Falta de ar ao subir escadas, palpitações ou sensação de coração descompassado depois dos 40 anos podem ter várias causas, mas também devem levantar a hipótese de doença de Chagas em quem viveu, trabalhou ou passou a infância em áreas rurais e casas antigas no interior. A infecção pode ficar silenciosa por décadas antes de afetar o coração.
Como a doença aparece anos depois
A doença de Chagas é causada pelo parasita Trypanosoma cruzi, geralmente transmitido pelo barbeiro, mas também por alimentos contaminados, transfusão, transplante ou da mãe para o bebê. Após a fase inicial, muitas pessoas entram em uma fase crônica sem sintomas.
O problema é que, em parte dos casos, o parasita e a inflamação persistente podem provocar alterações no músculo cardíaco e no sistema elétrico do coração. Por isso, sinais como cansaço, falta de ar e arritmias não devem ser ignorados.

Sinais que merecem investigação
Os sintomas cardíacos da fase crônica podem surgir lentamente e ser confundidos com envelhecimento, ansiedade ou sedentarismo. A investigação é mais importante quando existe histórico de moradia em região com risco para Chagas.
- Falta de ar ao esforço ou ao deitar;
- Palpitações, batimentos falhando ou coração acelerado;
- Tontura, desmaio ou sensação de fraqueza súbita;
- Inchaço nos pés, pernas ou barriga;
- Dor no peito ou cansaço fora do habitual.

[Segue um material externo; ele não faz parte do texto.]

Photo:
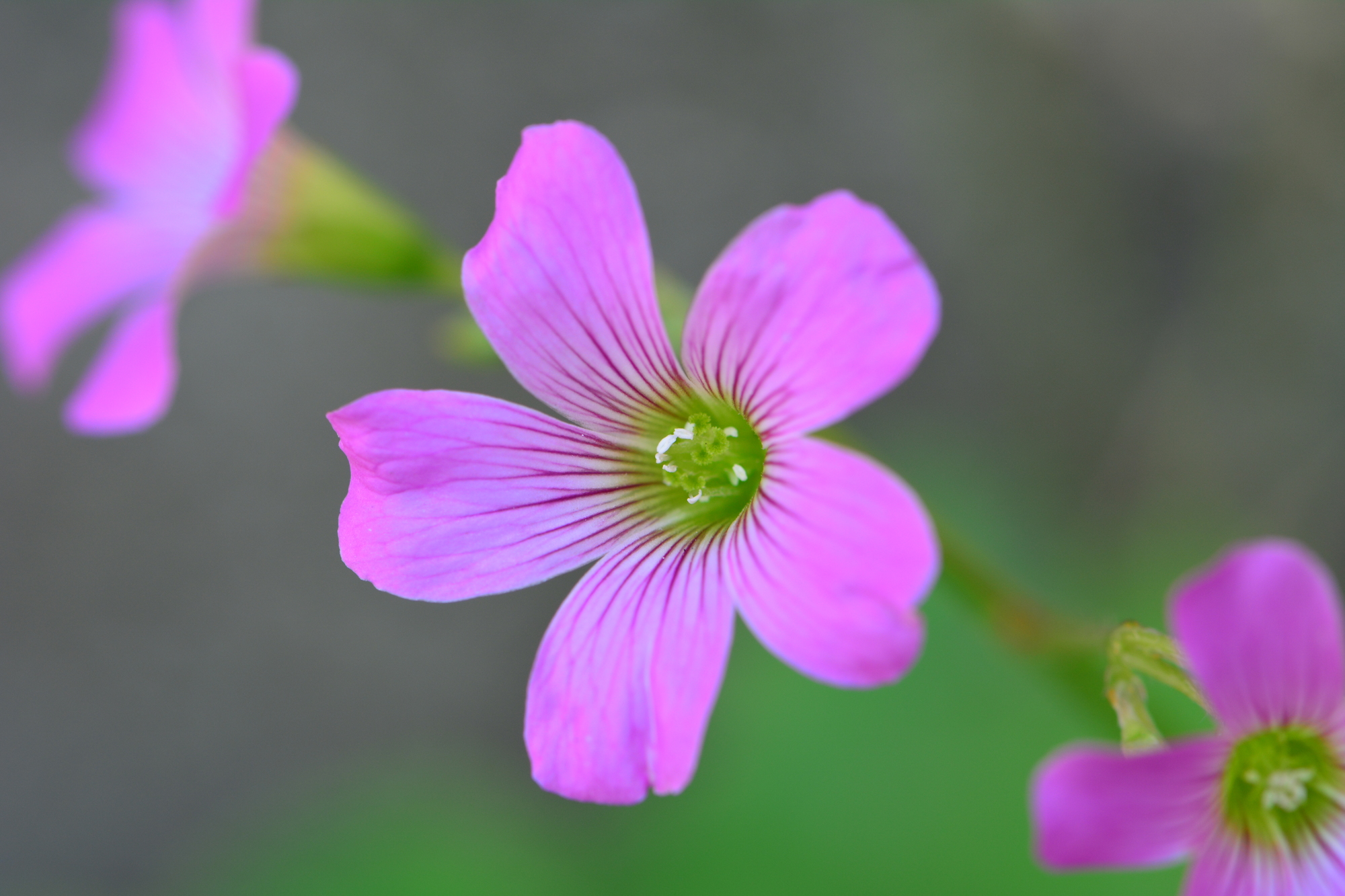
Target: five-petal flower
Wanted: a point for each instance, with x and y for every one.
(1258, 806)
(171, 147)
(695, 489)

Segundo a Agência Brasil, o Ministério da Saúde anunciou R$ 12 milhões para fortalecer ações de vigilância e controle da doença de Chagas em municípios prioritários, reforçando que o problema ainda exige atenção no país.
O que mostrou o estudo BENEFIT
Um estudo importante ajuda a entender por que sintomas cardíacos em adultos com possível exposição antiga precisam ser avaliados. O ensaio clínico randomizado Randomized Trial of Benznidazole for Chronic Chagas’ Cardiomyopathy, conhecido como estudo BENEFIT, foi publicado no New England Journal of Medicine.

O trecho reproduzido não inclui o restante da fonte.